135a Die nachteiligen Wirkungen des umgekehrten Regionalismus und seine delegitimierende Wirkung werden durch drei Faktoren potenziert (werden):
- Die Tatsache, dass die Gemeinschaft oder die Union in Gebiete eindringt, die klassische Aufgaben des "Staates" sind (oder als solche betrachtet werden), die symbolischen Wert haben und in denen "uns" (Franzosen, Dänen oder Iren) die "Ausländer" nicht sagen dürften, wie wir uns verhalten müssen. Diese Felder, sozial konstruiert und kulturell abgegrenzt, sind nicht statisch fixiert. Sie reichen vom Lächerlichen (Abmessungen des traditionellen Bierhumpens in Großbritannien) bis zum Erhabenen (das Recht auf Leben in der Abtreibungsdiskussion in Irland). (Fs)

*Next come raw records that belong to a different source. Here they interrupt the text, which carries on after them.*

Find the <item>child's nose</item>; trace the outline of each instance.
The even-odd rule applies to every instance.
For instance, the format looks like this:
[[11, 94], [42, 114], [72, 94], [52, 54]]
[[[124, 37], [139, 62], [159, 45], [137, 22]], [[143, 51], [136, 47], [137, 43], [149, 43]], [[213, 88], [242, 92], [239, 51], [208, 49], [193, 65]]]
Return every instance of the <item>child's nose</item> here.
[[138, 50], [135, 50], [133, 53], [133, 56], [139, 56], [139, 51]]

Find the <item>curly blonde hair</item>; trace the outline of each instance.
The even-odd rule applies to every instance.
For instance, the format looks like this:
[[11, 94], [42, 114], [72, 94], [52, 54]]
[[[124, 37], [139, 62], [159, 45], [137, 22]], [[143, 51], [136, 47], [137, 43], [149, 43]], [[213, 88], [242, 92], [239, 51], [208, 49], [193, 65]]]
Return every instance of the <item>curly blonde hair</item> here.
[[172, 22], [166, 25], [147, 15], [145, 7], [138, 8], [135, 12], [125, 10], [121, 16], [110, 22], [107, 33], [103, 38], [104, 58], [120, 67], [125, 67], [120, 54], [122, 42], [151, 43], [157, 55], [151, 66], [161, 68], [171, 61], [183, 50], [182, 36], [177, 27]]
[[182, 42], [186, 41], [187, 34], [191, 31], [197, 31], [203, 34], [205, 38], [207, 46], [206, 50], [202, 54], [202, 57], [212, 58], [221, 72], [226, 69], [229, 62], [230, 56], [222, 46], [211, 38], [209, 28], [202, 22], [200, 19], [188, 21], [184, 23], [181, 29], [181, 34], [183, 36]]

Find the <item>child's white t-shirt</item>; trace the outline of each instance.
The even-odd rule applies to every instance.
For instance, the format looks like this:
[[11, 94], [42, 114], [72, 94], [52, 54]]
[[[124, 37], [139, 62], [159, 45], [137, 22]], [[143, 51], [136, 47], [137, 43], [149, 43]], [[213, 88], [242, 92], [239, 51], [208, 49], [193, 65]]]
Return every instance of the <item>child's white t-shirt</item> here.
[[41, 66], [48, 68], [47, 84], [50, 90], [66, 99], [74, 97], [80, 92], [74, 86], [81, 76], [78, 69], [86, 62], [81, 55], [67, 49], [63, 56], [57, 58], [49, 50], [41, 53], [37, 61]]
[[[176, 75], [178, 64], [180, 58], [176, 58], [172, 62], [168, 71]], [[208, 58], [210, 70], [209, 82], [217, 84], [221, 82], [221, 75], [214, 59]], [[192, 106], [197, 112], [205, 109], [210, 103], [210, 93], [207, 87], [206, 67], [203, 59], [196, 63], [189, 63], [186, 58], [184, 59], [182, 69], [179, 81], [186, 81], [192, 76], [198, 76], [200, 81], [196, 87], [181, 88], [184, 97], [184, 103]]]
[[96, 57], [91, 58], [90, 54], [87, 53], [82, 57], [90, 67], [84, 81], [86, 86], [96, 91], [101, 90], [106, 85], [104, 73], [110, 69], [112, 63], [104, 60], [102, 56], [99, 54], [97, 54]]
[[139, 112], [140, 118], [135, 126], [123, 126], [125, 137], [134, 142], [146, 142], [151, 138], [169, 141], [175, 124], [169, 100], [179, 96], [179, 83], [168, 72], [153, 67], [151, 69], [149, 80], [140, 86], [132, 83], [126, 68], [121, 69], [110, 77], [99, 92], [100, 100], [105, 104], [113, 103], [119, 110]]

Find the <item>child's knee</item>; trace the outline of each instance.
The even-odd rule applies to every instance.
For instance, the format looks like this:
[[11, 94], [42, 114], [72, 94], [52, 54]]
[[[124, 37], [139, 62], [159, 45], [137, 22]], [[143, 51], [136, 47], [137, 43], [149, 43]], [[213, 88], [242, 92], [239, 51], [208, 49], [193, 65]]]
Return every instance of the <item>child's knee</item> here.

- Die Tatsache, dass die Gemeinschaft oder Union in Gebiete eindringt, die wirklich oder vermeintlich den Individuen oder den örtlichen Gemeinschaften überlassen bleiben müssten und in denen die "Regierung" "uns" nicht sagen dürfte, wie wir uns zu verhalten haben. (Fs)

- Die - mehr oder weniger in der Wirklichkeit verankerte - Wahrnehmung der Tatsache, dass es keine wirkliche Grenze und/oder wirksame Kontrolle für die Fähigkeit der Gemeinschaft oder der Union gibt, in Gebiete einzudringen, die herkömmlicherweise der Sphäre zugeordnet werden, die dem Staat oder dem Individuum vorbehalten ist. (Fs) (notabene)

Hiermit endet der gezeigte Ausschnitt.